My last post was not intended to be a biblical expose on tithing. I am very well aware that there are many beliefs on tithing and I was not trying to make anyone else tithe or even make them believe the way I do. I appreciate the comments, but really they made me feel very ill inside. I feel that my relationship with the Creator of the Universe and His Son, Jesus is so far beyond the milk that we drink when we debate things such as tithing or baptism or such. My salvation is assured no matter what I do. If I tithe or not, I’m 100% positive I will end up with God when I die. I think Jesus is saddened when we spend so much time worrying about the legalism behind every little ‘and’ or ‘thus’ in the Bible. Because He paid the price for my sin, I do not have to worry about any of that. If you don’t believe in tithing, don’t tithe. It’s between you and God, your salvation does not hinge on that issue. What God wants us to focus on is our intimate love relationship with HIM, not religion and definitely not theology.
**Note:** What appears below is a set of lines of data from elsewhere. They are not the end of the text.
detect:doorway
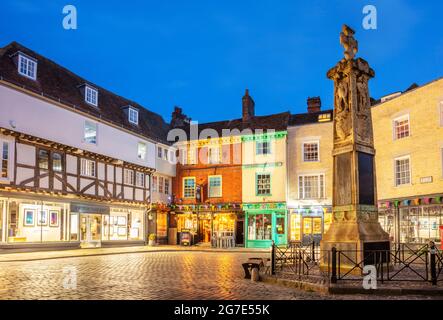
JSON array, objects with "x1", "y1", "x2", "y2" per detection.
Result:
[
  {"x1": 80, "y1": 214, "x2": 102, "y2": 248},
  {"x1": 198, "y1": 218, "x2": 211, "y2": 243},
  {"x1": 235, "y1": 220, "x2": 244, "y2": 245},
  {"x1": 302, "y1": 216, "x2": 322, "y2": 245}
]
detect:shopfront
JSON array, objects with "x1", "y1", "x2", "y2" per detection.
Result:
[
  {"x1": 379, "y1": 199, "x2": 443, "y2": 244},
  {"x1": 288, "y1": 206, "x2": 332, "y2": 245},
  {"x1": 174, "y1": 209, "x2": 240, "y2": 246},
  {"x1": 244, "y1": 203, "x2": 287, "y2": 248},
  {"x1": 0, "y1": 196, "x2": 146, "y2": 250}
]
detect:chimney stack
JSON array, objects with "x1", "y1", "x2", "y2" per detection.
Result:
[
  {"x1": 242, "y1": 89, "x2": 255, "y2": 122},
  {"x1": 307, "y1": 97, "x2": 321, "y2": 113}
]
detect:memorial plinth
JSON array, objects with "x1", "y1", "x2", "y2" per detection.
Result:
[{"x1": 320, "y1": 25, "x2": 390, "y2": 273}]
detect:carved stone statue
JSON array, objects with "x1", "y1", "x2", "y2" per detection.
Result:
[
  {"x1": 335, "y1": 78, "x2": 351, "y2": 141},
  {"x1": 340, "y1": 25, "x2": 358, "y2": 61}
]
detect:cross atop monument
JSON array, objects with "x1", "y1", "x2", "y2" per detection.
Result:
[{"x1": 340, "y1": 24, "x2": 358, "y2": 60}]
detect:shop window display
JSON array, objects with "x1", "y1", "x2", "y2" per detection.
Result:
[
  {"x1": 398, "y1": 206, "x2": 442, "y2": 243},
  {"x1": 102, "y1": 208, "x2": 144, "y2": 241},
  {"x1": 6, "y1": 199, "x2": 68, "y2": 243},
  {"x1": 247, "y1": 214, "x2": 272, "y2": 240}
]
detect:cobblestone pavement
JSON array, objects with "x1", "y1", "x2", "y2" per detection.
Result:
[{"x1": 0, "y1": 251, "x2": 440, "y2": 300}]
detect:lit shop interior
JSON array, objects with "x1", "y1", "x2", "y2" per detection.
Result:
[
  {"x1": 0, "y1": 198, "x2": 145, "y2": 247},
  {"x1": 174, "y1": 211, "x2": 238, "y2": 246},
  {"x1": 378, "y1": 201, "x2": 443, "y2": 244},
  {"x1": 288, "y1": 207, "x2": 332, "y2": 245}
]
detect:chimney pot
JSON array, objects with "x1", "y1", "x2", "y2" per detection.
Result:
[
  {"x1": 242, "y1": 89, "x2": 255, "y2": 122},
  {"x1": 307, "y1": 97, "x2": 321, "y2": 113}
]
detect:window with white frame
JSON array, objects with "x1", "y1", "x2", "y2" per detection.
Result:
[
  {"x1": 303, "y1": 142, "x2": 319, "y2": 162},
  {"x1": 208, "y1": 145, "x2": 221, "y2": 164},
  {"x1": 395, "y1": 156, "x2": 411, "y2": 186},
  {"x1": 135, "y1": 172, "x2": 145, "y2": 187},
  {"x1": 157, "y1": 146, "x2": 163, "y2": 159},
  {"x1": 158, "y1": 177, "x2": 164, "y2": 193},
  {"x1": 18, "y1": 54, "x2": 37, "y2": 80},
  {"x1": 124, "y1": 169, "x2": 135, "y2": 185},
  {"x1": 164, "y1": 178, "x2": 170, "y2": 194},
  {"x1": 298, "y1": 174, "x2": 325, "y2": 199},
  {"x1": 208, "y1": 176, "x2": 222, "y2": 198},
  {"x1": 256, "y1": 173, "x2": 271, "y2": 196},
  {"x1": 183, "y1": 177, "x2": 196, "y2": 198},
  {"x1": 137, "y1": 142, "x2": 146, "y2": 160},
  {"x1": 1, "y1": 141, "x2": 9, "y2": 178},
  {"x1": 256, "y1": 140, "x2": 271, "y2": 155},
  {"x1": 85, "y1": 85, "x2": 98, "y2": 107},
  {"x1": 152, "y1": 176, "x2": 158, "y2": 192},
  {"x1": 128, "y1": 107, "x2": 139, "y2": 125},
  {"x1": 80, "y1": 159, "x2": 96, "y2": 177},
  {"x1": 393, "y1": 115, "x2": 410, "y2": 140},
  {"x1": 188, "y1": 146, "x2": 197, "y2": 165},
  {"x1": 84, "y1": 121, "x2": 97, "y2": 145},
  {"x1": 164, "y1": 149, "x2": 169, "y2": 161}
]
I look at my relationship with God like my relationship with my husband. I know without a shadow of a doubt that my husband loves me. Being married is a given. I no longer have to try to woo him or make him mine; he already is. So why would I continually go back to courting and worrying if he likes me and if I said the right thing? What I should be focused on is developing my relationship with him in a deeper and more intimate way. Unfortunately, my relationship with my husband needs improvement. Because I know that he loves me unconditionally, I work on all the other little things in my life that seem so pressing because I know that he will still be there no matter what I do. This is no way to develop an intimate relationship. No quality time is spent growing and learning about each other.
I feel the same about my relationship with God. If I leave Him until the very last, I am too exhausted and my conversations with him consist of dribble. Or if I give Him what is left over after I pay my bills, then there just isn’t any left to give. Just as I don’t want my relationship with my husband to grow cold, I surely don’t want my relationship with God to grow cold. Does a cold relationship mean that I am no longer a Christian or no longer a wife? Absolutely not. Does it mean I am not living my life to the fullest? You bet!
I do agree that tithe is a sticky issue. So-called Christian leaders have definitely exploited the concept. If someone tithes because they feel guilty, then they are doing it for very wrong reasons and are living under legalism, not freedom through grace. I do not live under guilt. When I say that I am robbing God, it is not out of fear that I say it, but out of sadness. I am robbing God of what is His the same way I rob my husband when I do not actively pursue to know him more, or the way I rob my children if I were to plop my butt in front of a movie and only talk to them on commercials. I am still a wife and still a mother, just not the best I can be. I don’t want to be just a Christian, but a friend and lover of God and I will do what I think I need to in order to achieve that.